Hier ist, was Sie am Dienstag, den 19. Mai, wissen müssen:

Der US-Dollar (USD) hält sich im frühen europäischen Handel am Dienstag nahe 99,15 stabil, gestützt durch die unklare geopolitische Lage.

Händler verarbeiteten die Ankündigung von US-Präsident Donald Trump, dass er auf einen für Dienstag geplanten Angriff auf den Iran auf Bitten der Golfstaaten „verzichten“ werde.
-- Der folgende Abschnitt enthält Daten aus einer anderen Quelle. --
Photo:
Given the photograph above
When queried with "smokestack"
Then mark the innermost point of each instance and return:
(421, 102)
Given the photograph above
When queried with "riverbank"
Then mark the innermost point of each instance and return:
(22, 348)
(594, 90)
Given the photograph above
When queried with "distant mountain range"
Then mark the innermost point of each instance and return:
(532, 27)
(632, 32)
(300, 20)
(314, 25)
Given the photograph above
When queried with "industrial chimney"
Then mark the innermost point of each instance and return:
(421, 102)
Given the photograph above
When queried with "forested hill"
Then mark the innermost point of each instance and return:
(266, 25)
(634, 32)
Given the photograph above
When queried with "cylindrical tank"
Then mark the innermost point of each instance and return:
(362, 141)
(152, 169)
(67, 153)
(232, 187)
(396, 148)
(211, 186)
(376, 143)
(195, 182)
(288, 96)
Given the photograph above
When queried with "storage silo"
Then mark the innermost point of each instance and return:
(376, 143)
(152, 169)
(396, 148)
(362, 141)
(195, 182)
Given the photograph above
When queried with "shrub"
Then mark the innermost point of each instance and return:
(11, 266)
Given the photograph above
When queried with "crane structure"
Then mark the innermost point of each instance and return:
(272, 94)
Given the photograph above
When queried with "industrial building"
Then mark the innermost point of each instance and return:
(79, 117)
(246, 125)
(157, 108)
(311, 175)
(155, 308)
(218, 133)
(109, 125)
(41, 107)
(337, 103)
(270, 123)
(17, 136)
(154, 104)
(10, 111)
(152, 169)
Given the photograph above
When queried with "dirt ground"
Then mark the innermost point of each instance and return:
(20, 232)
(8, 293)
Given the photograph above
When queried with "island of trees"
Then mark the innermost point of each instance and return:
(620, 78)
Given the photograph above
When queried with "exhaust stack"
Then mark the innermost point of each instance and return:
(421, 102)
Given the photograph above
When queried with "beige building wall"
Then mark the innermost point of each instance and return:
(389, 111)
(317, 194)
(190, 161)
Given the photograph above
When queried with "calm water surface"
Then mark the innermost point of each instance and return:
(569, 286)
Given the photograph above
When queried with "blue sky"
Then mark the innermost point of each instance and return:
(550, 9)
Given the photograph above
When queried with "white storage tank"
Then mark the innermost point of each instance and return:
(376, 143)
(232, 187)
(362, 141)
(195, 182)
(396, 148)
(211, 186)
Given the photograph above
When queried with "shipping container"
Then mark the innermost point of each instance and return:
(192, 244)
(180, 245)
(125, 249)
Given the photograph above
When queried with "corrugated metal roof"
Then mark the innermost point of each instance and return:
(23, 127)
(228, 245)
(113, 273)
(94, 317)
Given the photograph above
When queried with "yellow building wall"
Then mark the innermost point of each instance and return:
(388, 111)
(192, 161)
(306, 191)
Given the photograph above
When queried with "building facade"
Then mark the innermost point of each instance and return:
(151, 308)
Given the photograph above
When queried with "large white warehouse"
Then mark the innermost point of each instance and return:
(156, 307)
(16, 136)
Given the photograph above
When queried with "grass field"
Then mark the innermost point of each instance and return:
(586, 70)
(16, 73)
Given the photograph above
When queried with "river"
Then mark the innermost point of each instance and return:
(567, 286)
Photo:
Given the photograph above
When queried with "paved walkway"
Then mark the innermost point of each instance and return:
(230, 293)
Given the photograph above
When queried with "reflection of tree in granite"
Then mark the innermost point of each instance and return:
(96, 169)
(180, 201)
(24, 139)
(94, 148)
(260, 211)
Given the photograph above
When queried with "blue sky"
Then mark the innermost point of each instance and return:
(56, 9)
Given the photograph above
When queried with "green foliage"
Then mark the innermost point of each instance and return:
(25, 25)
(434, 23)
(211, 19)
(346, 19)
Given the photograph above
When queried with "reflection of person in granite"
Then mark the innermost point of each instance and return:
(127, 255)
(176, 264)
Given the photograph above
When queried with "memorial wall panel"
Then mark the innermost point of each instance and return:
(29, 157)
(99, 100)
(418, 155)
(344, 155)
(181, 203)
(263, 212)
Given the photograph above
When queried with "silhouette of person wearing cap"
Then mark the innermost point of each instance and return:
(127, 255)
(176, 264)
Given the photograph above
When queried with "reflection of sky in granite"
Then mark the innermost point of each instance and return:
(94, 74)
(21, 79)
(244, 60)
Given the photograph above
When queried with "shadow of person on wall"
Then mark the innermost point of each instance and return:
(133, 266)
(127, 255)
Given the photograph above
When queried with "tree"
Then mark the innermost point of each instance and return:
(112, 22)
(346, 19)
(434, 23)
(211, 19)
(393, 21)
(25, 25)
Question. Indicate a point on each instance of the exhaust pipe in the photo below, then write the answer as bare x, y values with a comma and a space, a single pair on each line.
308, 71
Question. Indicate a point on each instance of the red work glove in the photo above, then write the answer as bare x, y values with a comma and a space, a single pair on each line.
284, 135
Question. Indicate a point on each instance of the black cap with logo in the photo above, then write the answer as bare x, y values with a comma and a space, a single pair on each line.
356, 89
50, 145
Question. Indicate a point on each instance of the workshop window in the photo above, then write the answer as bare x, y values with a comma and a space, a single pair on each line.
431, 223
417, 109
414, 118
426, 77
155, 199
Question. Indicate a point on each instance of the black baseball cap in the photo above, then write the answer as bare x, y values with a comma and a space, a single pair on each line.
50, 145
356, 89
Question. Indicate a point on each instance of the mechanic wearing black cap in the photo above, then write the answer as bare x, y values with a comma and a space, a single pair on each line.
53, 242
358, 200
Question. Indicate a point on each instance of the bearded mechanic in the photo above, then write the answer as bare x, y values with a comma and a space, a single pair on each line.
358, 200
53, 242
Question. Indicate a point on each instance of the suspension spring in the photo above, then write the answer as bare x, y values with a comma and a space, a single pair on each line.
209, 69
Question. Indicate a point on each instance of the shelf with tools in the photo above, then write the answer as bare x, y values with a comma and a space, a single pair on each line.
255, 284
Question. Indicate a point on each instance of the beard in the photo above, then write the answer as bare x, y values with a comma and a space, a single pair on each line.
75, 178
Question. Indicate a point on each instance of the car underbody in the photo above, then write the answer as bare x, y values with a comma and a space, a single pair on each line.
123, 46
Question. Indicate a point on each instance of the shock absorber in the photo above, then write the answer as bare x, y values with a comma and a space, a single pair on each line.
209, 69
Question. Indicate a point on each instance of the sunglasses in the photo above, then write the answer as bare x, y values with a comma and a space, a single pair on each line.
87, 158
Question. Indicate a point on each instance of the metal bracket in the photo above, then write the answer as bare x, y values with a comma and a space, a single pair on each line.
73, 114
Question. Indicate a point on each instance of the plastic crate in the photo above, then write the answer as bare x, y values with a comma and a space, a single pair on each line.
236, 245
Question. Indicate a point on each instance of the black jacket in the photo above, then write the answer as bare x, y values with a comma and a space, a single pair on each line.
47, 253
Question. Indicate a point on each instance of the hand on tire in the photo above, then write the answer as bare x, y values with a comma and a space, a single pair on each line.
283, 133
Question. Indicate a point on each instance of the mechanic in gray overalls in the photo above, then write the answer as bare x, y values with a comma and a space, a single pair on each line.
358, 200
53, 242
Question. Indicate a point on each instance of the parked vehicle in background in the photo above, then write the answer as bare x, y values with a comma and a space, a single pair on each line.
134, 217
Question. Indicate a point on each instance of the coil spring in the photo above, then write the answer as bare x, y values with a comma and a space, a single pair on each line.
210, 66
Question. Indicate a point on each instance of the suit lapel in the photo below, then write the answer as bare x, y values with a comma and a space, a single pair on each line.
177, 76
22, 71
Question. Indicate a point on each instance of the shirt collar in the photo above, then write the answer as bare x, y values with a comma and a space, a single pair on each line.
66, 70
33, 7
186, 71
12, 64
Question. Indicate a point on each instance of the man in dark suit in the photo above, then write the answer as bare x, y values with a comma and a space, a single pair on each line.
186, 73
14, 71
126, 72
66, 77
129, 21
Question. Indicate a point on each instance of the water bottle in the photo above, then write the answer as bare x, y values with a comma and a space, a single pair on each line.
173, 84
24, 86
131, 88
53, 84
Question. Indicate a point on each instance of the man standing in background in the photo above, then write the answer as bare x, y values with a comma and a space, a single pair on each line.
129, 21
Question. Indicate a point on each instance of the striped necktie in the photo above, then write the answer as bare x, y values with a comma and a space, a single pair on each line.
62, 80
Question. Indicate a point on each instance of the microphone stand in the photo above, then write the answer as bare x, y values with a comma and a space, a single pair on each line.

Trump erklärte weiter, dass die USA „wahrscheinlich zufrieden“ wären, wenn sie eine Vereinbarung mit dem Iran erreichen könnten, die Teheran daran hindert, eine Atombombe zu erlangen, so der Guardian. Der US-Präsident erklärte jedoch, dass Washington bereit sei anzugreifen, falls kein akzeptabler Deal zustande komme, setzte aber keine Frist.
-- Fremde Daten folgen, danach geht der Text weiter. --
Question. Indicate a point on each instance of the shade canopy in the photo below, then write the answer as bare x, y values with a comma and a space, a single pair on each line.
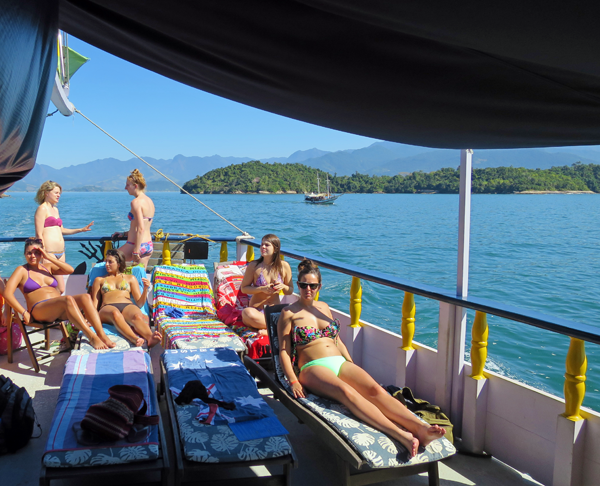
439, 74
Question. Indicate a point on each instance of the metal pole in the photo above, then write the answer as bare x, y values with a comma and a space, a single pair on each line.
462, 284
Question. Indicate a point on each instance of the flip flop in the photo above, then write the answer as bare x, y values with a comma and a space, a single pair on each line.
86, 437
138, 433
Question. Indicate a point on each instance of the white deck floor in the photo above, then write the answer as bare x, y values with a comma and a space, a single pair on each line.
315, 460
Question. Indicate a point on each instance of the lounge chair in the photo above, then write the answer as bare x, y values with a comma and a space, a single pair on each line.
184, 312
201, 448
85, 382
365, 454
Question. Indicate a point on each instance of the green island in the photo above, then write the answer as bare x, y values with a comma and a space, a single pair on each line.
256, 177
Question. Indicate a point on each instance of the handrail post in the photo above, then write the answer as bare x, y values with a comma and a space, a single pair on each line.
570, 426
476, 389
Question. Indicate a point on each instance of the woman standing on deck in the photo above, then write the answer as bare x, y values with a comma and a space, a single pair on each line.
307, 328
139, 246
38, 284
48, 225
118, 308
263, 280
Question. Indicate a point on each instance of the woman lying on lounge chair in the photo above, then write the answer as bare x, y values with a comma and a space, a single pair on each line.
326, 368
263, 280
117, 307
44, 302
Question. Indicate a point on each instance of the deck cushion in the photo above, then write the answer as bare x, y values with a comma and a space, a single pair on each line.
376, 448
217, 443
86, 381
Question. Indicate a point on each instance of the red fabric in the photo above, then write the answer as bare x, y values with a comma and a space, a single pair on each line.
260, 347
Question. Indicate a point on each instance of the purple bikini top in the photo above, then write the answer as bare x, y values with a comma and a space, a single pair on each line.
31, 285
52, 221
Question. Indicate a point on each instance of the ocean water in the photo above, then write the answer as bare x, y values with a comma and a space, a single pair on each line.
533, 251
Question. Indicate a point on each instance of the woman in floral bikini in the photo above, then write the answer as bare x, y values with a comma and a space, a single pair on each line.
326, 368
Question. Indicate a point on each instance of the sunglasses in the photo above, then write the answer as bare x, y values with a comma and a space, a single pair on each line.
304, 285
Händler passen die Wahrscheinlichkeit an, dass die US-Notenbank (Fed) die Geldpolitik zur Eindämmung der Inflation verschärfen muss, da die Straße von Hormus weiterhin geschlossen ist und die Energiemärkte gestört sind. Laut dem CME FedWatch Tool wird eine Wahrscheinlichkeit von 35,0 % eingepreist, dass die Fed bis zum Jahresende die Zinsen um 25 Basispunkte (bps) anheben wird.

US-Dollar - heute

Die folgende Tabelle zeigt die prozentuale Veränderung von US-Dollar (USD) gegenüber den aufgeführten Hauptwährungen heute. US-Dollar war am stärksten gegenüber dem Australischer Dollar.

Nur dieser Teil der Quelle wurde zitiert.